On Fri, 20 Mar 2009, Pravir Chandra wrote:

> In fact, I'd be willing to be that for just about every software
> security problem we've dealt, I could give you a design/spec level
> solution that would prevent it in general (and make auditing and so
> forth incredibly streamlined).

I don't think I disagree, and I've started getting interested in the
design-level choices that make implementation bugs easier to make.
(examples: HTML mixes data/control in the same stream and therefore you
have XSS; OSes mix data/control within programs and thus buffer overflows
in data can execute code; HTTP is stateless and URLs are transportable,
thus you have CSRF; OSes allow the same file object to have multiple
names, thus you have path traversal and symlink attacks; strcpy() and its
ilk don't accept length parameters and are thus easy to abuse, and
besides, C doesn't enforce boundaries for memory accesses; etc.)

Seven Pernicious Kingdoms defined the "API Abuse" category, which I
thought was a recognition of a pretty deep problem.  We've expanded on it
a bit in CWE, although there's lots of room for growth (see CWE-227 and
its children under the CWE-1000 research view).

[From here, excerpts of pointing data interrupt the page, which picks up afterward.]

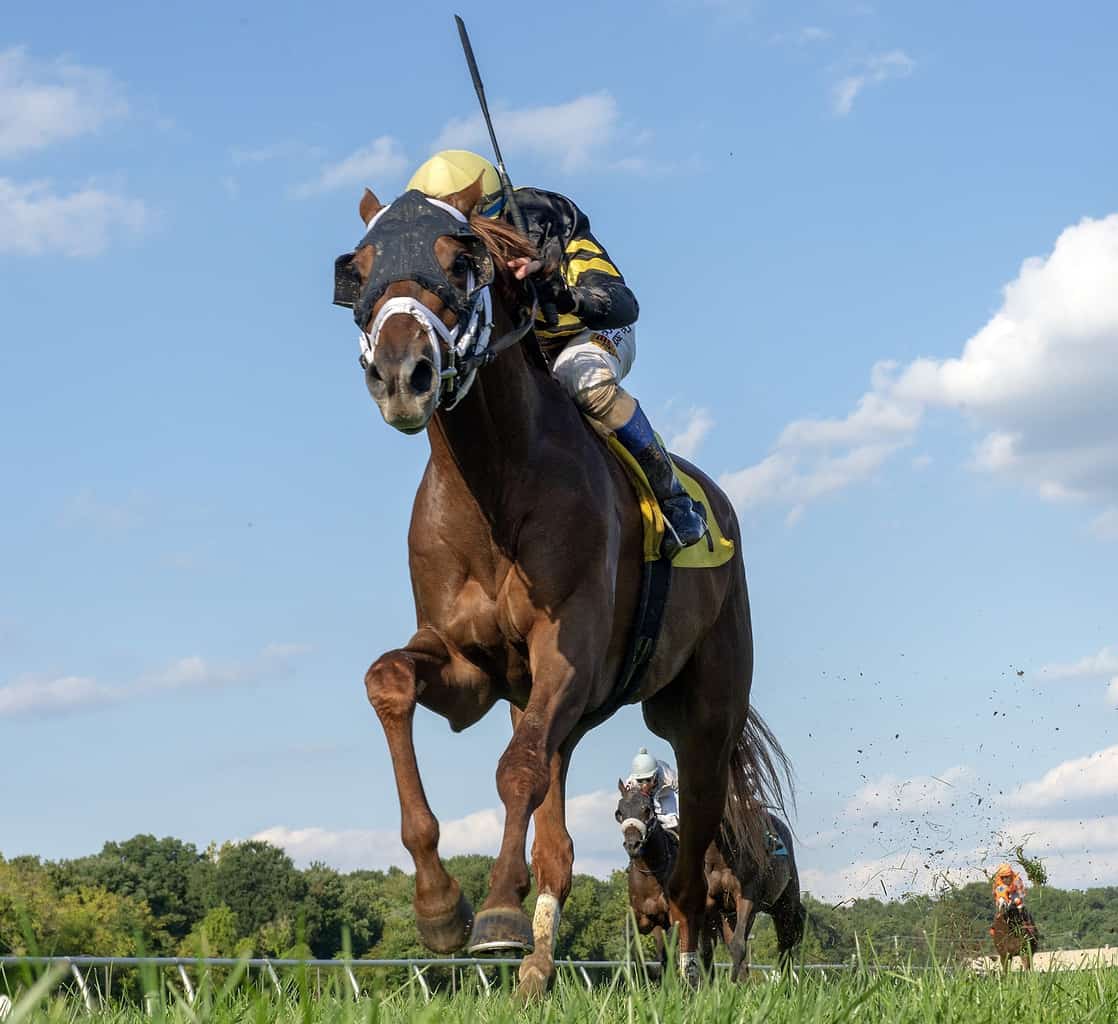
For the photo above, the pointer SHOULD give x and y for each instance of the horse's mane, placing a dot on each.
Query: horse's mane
(502, 239)
(505, 243)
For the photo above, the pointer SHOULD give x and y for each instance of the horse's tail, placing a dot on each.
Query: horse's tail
(760, 775)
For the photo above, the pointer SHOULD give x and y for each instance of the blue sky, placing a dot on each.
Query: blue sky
(877, 255)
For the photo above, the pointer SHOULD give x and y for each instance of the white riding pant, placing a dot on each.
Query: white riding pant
(591, 366)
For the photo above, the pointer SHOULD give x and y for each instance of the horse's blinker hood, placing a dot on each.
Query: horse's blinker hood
(404, 236)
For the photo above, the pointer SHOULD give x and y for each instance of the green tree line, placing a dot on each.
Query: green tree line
(167, 898)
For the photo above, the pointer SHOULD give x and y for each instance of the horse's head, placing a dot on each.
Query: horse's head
(418, 283)
(637, 817)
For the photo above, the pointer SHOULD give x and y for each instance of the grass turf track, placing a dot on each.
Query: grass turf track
(901, 996)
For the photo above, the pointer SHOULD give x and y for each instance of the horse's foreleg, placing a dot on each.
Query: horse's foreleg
(523, 778)
(552, 860)
(392, 683)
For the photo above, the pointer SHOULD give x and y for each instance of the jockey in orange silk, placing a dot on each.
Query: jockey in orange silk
(1008, 888)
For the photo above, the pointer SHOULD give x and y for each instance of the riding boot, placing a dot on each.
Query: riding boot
(683, 519)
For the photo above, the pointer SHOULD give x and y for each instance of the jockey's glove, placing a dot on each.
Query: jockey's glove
(553, 291)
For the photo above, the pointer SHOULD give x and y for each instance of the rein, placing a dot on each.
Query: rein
(647, 832)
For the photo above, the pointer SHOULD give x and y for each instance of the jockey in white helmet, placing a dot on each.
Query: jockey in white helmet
(593, 344)
(656, 779)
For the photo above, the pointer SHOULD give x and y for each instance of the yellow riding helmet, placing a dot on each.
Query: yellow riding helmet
(452, 170)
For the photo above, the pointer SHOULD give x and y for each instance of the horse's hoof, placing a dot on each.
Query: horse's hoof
(536, 978)
(446, 932)
(502, 929)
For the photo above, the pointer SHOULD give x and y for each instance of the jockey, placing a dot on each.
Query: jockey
(1008, 888)
(594, 343)
(656, 779)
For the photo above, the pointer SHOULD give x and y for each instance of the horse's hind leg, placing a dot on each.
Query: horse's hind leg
(739, 941)
(702, 713)
(701, 739)
(392, 683)
(788, 917)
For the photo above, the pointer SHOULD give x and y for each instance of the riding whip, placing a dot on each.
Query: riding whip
(550, 314)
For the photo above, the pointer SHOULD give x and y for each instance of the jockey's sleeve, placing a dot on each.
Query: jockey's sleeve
(561, 231)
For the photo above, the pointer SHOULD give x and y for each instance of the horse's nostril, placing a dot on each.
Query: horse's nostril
(422, 377)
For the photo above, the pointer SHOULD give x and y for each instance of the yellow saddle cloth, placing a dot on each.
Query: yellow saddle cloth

Two areas that don't seem to immediately lend themselves to design/spec
level solutions are (1) transitive trust and (2) interaction errors
between multiple components that are all working correctly.  I'd love to
hear from people who've had to solve these problems in the real world.
Based on what I see in CVE, it seems that the answer for item 2 is usually
for one component to choose to conform to another's expectations, and that
conforming component isn't always the one that "should" be changed.